Ava helps him wear his shoes and she grabs her bag. I accompany them with Alison. Diego almost stumbles as we make our way out of the building. He's so tired that he's walking with his eyes closed.

Strapping him in the car, he immediately falls asleep and Ava gently closes the door of the car. She looks at us and says,"Thank you so much for inviting me today. We had so much fun and Diego had such a good time with the twins. It made me really happy to see him play with other kids."

"Of course. We all had a good time today and we should do this again," I reply, hugging her.

She turns to Alison, "It was nice to meet you Alison. You are such a nice and brave person.
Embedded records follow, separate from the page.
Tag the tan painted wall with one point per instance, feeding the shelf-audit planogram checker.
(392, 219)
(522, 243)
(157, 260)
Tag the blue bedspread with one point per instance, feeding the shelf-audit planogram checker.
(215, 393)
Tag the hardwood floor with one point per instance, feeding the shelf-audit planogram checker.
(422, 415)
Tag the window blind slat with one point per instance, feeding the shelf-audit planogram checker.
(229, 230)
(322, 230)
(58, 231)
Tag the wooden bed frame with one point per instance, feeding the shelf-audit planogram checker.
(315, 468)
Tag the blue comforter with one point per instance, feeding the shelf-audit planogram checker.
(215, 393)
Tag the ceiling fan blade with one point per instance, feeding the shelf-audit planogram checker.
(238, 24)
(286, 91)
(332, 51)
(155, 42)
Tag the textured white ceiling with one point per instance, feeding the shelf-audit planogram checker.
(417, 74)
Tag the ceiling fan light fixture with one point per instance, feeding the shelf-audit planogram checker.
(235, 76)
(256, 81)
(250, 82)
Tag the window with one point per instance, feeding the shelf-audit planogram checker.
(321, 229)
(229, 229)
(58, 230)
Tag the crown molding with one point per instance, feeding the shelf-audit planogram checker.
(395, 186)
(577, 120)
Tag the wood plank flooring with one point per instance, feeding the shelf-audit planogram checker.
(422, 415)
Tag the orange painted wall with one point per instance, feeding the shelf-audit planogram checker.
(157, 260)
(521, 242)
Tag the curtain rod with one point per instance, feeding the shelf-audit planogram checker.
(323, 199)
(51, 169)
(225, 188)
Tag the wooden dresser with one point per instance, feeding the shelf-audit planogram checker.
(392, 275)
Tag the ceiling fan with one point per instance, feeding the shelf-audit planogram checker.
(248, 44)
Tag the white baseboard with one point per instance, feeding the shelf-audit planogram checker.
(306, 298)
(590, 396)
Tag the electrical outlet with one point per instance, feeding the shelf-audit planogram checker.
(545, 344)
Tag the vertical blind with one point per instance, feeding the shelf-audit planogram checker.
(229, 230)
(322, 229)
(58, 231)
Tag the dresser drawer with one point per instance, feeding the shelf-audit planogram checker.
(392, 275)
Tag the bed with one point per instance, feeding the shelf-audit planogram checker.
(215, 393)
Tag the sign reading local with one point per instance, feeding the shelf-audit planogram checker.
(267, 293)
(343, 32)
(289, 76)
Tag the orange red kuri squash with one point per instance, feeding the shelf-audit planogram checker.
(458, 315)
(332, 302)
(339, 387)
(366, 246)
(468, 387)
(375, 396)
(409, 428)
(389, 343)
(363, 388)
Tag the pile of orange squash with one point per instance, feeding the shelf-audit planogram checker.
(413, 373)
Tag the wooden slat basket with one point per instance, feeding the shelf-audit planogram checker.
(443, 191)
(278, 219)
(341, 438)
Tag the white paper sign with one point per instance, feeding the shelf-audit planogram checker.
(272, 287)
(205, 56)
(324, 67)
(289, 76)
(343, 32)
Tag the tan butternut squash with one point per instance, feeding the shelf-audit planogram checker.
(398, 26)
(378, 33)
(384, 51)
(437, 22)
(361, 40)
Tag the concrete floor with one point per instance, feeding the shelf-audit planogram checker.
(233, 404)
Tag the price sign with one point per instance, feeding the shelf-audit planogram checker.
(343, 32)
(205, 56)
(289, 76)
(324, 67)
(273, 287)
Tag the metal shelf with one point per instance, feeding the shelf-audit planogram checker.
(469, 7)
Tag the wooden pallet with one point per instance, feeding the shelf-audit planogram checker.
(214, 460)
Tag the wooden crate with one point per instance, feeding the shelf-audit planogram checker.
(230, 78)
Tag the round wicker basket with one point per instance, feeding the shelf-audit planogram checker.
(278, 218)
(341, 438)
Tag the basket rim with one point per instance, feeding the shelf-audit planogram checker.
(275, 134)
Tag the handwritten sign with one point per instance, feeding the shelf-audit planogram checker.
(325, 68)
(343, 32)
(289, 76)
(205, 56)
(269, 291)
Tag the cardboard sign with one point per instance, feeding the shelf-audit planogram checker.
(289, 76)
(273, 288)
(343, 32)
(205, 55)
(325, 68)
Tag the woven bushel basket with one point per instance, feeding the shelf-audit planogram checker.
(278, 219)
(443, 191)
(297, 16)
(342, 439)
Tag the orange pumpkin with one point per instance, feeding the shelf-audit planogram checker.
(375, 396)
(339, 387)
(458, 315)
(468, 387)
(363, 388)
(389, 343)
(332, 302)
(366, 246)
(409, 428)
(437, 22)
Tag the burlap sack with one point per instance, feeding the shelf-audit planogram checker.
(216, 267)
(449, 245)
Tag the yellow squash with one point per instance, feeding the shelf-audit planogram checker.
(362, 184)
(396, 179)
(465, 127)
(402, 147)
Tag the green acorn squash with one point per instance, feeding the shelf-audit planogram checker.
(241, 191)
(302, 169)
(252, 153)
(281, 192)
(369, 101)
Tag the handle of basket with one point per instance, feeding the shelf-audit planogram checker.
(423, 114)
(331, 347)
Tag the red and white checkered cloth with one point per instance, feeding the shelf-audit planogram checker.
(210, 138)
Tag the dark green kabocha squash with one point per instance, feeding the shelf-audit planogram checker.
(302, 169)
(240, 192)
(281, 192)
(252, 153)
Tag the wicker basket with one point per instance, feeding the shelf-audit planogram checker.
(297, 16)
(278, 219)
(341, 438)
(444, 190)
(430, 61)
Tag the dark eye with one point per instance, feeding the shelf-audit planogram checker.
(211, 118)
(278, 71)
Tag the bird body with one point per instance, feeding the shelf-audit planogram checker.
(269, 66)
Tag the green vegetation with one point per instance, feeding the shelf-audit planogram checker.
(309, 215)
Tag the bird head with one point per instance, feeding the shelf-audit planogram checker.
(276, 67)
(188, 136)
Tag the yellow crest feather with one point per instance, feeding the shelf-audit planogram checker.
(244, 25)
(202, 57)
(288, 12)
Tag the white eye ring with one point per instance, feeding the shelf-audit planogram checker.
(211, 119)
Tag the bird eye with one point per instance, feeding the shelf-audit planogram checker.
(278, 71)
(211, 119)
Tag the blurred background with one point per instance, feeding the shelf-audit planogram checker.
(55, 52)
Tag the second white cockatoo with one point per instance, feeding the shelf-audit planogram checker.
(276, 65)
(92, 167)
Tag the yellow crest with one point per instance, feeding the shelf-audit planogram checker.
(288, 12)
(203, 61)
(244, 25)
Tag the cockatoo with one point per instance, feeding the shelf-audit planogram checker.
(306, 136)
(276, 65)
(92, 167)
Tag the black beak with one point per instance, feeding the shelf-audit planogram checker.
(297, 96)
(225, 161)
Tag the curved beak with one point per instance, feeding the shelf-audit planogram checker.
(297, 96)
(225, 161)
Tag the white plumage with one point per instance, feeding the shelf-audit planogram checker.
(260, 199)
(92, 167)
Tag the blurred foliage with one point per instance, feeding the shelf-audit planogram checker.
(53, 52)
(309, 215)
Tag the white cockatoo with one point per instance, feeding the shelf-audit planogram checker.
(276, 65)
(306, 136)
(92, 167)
I hope that we can stay in contact after you leave and become friends." There's a tiny blush on the tips of her ears.

She doesn't know that Alison is leaving to go see her family and will leave the city tomorrow to be relocated to a safe place because her life could be in danger if she stayed here for too long. I told her that Alison is moving to another country and we wouldn't see each other for a long time.

"Absolutely. I don't have many friends either and I would love to be friends with you," Alison replies and we all hug each other.

After saying goodbye to Ava, she drives away and we return back to the penthouse. In the living room, I gently wake the twins up and guide them carefully to their room to put their pajamas.

"Good night," I whisper after tucking them in bed. I make sure the warm duvet covers them well before turning off the light. It's becoming more and more cold so they need to be well covered when they sleep. I don't want them to catch a cold.

I close the door and go to my room to take a shower. The water feels good against my skin and that's when I start rubbing my skin. I don't want to feel Henry's disgusting hands on my body anymore. I don't want to feel the crawl in my skin, it makes my body feel like it's not mine. I don't want to belong to him, I'm not his possession.

My skin starts hurting, but I don't care. I need to erase it. I need to remove it. It doesn't belong here. After some time, I burst out crying. It's so hard, it's too hard to forget. Why can't they go away? I don't want it. I want to feel normal again, I want to feel clean and untainted, but I know it's impossible. What's done is already done.

An hour later, when I finally get out of the bathroom, my skin feels numb. But not the kind where you feel nothing. This is the kind of numbness where the pain is still existent, but you force your mind to ignore it. To forget that it ever existed and just move on as if nothing ever happened.

Putting on my pajamas, I go down stairs to make myself a cup of coffee. Just for tonight, I will stay awake. I've been fighting my nightmares for the past month, but I don't think I can fight them tonight.

While waiting for my coffee to be ready, I sit at the counter and stare into space. I'm in my headspace, where my life doesn't feel as though I will hurt myself at every turn or step. Where my life doesn't feel as though the adversity will crush me no matter how hard I fight it. Where my life doesn't feel as though the wave will wash me away before I even have the chance to stand on my feet.